6) Pengaruh variabel M1 terhadap nilai tukar rupiah Hasil pengolahan data yang terlihat dalam tabel 4.9 menunjukan bahwa nilai t hitung variabel M1 adalah sebesar 4,856185 dan nilai t tabel dengan alpha 0,05 (5%) di dapat nilai sebesar ± 2,069, jadi dapat disimpulakan 4,856185 > ± 2,069 atau dengan kata lain t hitung > t tabel maka H0 ditolak dan H1 diterima. Dengan demikian dapat disimpulkan bahwa variabel M1 secara parsial mempunyai pengaruh yang signifikan terhadap nilai tukar rupiah per dolar Amerika Serikat. Besarnya koefisisn variabel jumlah uang beredar (M1) adalah 0,001839 yang berarti bahwa setiap kenaikan jumlah uang beredar (M1) 1% maka dolar Amerika akan apresiasi terhadap nilai tukar rupiah atau nilai tukar rupiah akan melemah terhadap dolar Amerika sebesar 0,001839% dengan anggapan cateris paribus. Hasil ini sesuai dengan penelitian sebelumnya yang dilakukan oleh Adwin Surya A (2002) dan Ni Made Sukartini dan Somnya Laksana (2000) yang mengatakan bahwa jumlah uang beredar mempengaruhi nilai tukar rupiah terhadap dolar Amerika.
b. Setelah diterapkannya free floating exchange rate system 1) Pengaruh variabel ekspor terhadap nilai tukar rupiah Hasil pengolahan data dengan menggunakan metode ARCH GARCH menunjukan bahwa nilai t hitung variabel ekspor
adalah sebesar 263,1474 dan nilai t tabel dengan alpha 0,05 (5%) di dapat nilai sebesar ± 2,069, jadi dapat dikatakan bahwa 263,1474 > ± 2,069 atau dengan kata lain t hitung > t tabel maka H0 ditolak dan H1 diterima. Dengan demikian dapat disimpulkan bahwa variabel ekspor secara parsial mempunyai pengaruh yang signifikan terhadap nilai tukar rupiah per dolar Amerika Serikat. Besarnya koefisisn variabel ekspor adalah -0,000252 yang berarti bahwa setiap kenaikan ekspor 1% maka dolar Amerika akan mengalami depresiasi terhadap rupiah atau nilai tukar rupiah akan menguat terhadap dolar Amerika sebesar 0,000252% dengan anggapan cateris paribus. Hasil ini sesuai dengan teori yang dikemukan Hamdy Hady (2006) bahwa ekspor mempengaruhi nilai tukar rupiah terhadap dolar Amerika.

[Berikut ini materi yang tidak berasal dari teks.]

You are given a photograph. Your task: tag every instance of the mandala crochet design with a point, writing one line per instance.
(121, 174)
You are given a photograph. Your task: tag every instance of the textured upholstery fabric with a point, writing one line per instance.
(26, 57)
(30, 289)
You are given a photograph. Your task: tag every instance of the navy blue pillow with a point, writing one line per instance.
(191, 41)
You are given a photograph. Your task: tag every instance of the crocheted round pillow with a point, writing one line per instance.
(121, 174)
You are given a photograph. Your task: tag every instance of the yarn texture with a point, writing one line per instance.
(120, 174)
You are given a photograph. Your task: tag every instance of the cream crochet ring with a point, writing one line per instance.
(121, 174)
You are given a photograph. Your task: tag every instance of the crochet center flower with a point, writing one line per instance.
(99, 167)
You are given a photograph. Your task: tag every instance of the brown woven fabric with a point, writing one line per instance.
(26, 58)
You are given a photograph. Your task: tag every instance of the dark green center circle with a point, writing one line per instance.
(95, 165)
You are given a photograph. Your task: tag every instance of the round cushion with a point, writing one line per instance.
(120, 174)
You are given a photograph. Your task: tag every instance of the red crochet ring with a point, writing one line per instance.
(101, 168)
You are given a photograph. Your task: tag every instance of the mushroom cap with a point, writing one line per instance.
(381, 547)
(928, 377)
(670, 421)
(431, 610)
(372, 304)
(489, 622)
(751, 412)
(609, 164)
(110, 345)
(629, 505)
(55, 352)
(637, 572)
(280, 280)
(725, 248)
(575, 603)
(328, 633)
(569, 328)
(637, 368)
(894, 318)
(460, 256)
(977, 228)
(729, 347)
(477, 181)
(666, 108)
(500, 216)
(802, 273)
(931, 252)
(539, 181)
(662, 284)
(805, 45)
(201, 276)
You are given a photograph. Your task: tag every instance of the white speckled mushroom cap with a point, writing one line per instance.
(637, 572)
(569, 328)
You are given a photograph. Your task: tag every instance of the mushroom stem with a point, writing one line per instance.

2) Pengaruh variabel impor terhadap nilai tukar rupiah Hasil pengolahan data yang terlihat dalam tabel 4.10 menunjukan bahwa nilai t hitung variabel impor adalah sebesar 697,0505 dan nilai t tabel dengan alpha 0,05 (5%) di dapat nilai sebesar ± 2,069, jadi dapat disimpulakan 697,0505 > ± 2,069 atau dengan kata lain t hitung > t tabel maka H0 ditolak dan H1 diterima. Dengan demikian dapat disimpulkan bahwa variabel impor secara parsial mempunyai pengaruh yang signifikan terhadap nilai tukar rupiah per dolar Amerika Serikat.
Besarnya koefisisn variabel impor yang terlihat dalam tabel di atas adalah sebesar 0,000772. Hal ini berarti bahwa setiap kenaikan impor 1% maka dolar Amerika akan mengalami apresiasi terhadap rupiah atau dengan kata lain nilai tukar rupiah akan melemah terhadap dolar Amerika sebesar 0,000772% dengan anggapan cateris paribus. Hasil ini sesuai dengan teori yang dikemukan Hamdy Hady (2006) dan Anggita Mahda Kurnia bahwa impor mempengaruhi nilai tukar rupiah terhadap dolar Amerika.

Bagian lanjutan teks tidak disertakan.